そして、任命式当日、私は顔も知らなかった王族や貴族、精一杯着飾ってきた村の人たちや一般民に見守られて、この国の正式な騎士となった。
慣れないパーティーやドレスなどに頭をクラクラさせ、王様のありがたくつまらない話を聞き流しながら私はとても面食らっていた。
気づくと話は、終わっていた。どうやら私はこれから魔王をたおす冒険に出掛けなければいけないらしい、しかも私に拒否権はないようだ。
すると王様が、誰かの名前を呼んだ。
そして階段を登ってくるのは腰に剣を下げローブに身をつつんだどこか少年のようなあどけなさを残したくせっ毛の強い美青年だ、どうやら彼はこの国で一番の実力を持つ僧侶らしい、年は私と同じのようだ。
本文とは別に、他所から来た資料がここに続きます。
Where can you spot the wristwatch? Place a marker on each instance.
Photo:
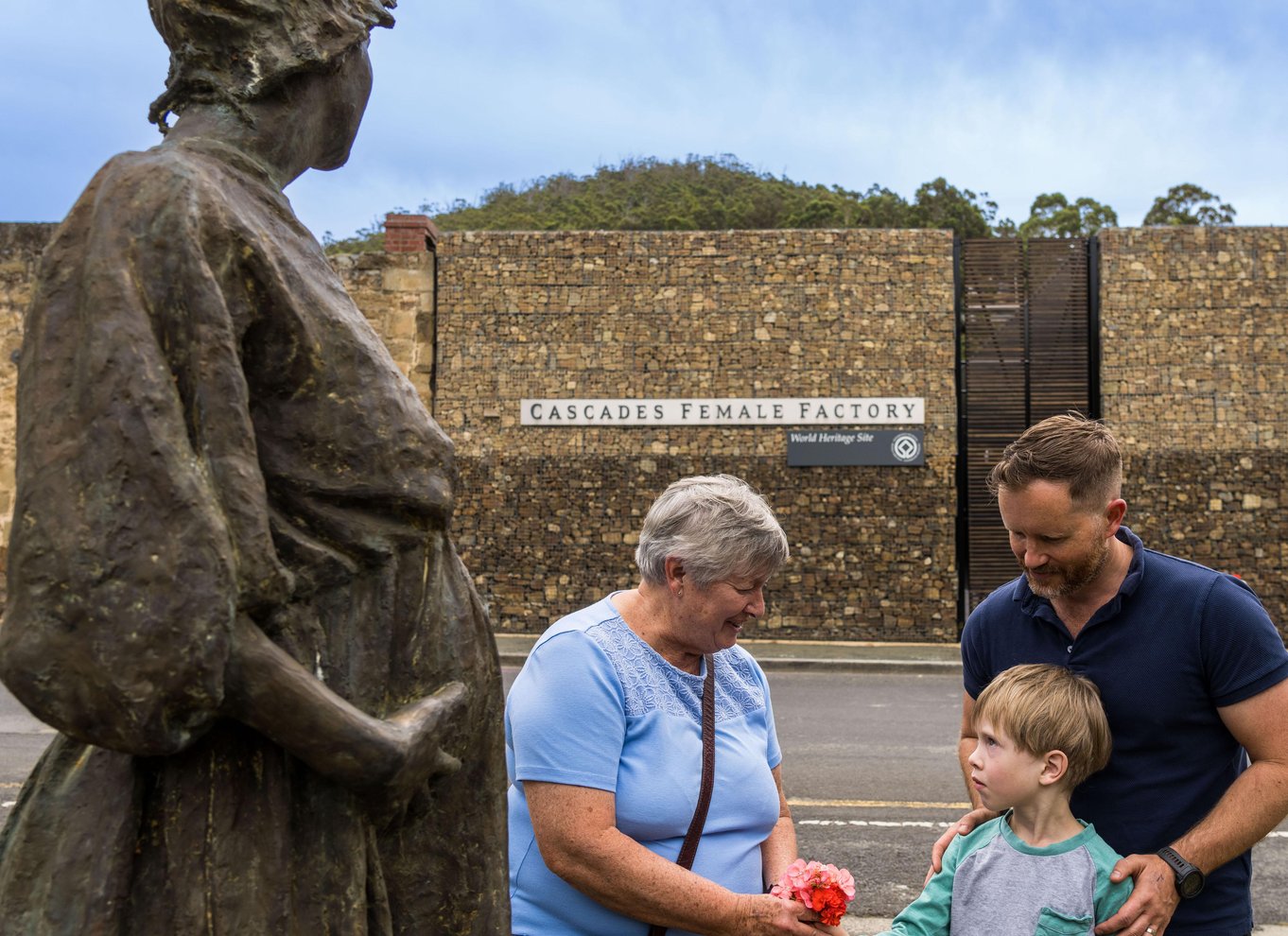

王様が何かをいっている、簡単にまとめると私はこの僧侶と旅に出るらしい。私が驚愕に顔を固めていると、彼は爽やかな声で私に挨拶して、手を差し出してきた。私もつられるように挨拶をし、手を差し出した。
私たちが握手をすると王様を含む私達以外の皆から一斉に拍手と歓声が浴びせられた。両親が泣いていたのをおぼえている。
そして、その1週間後私たちは冒険の旅に出た。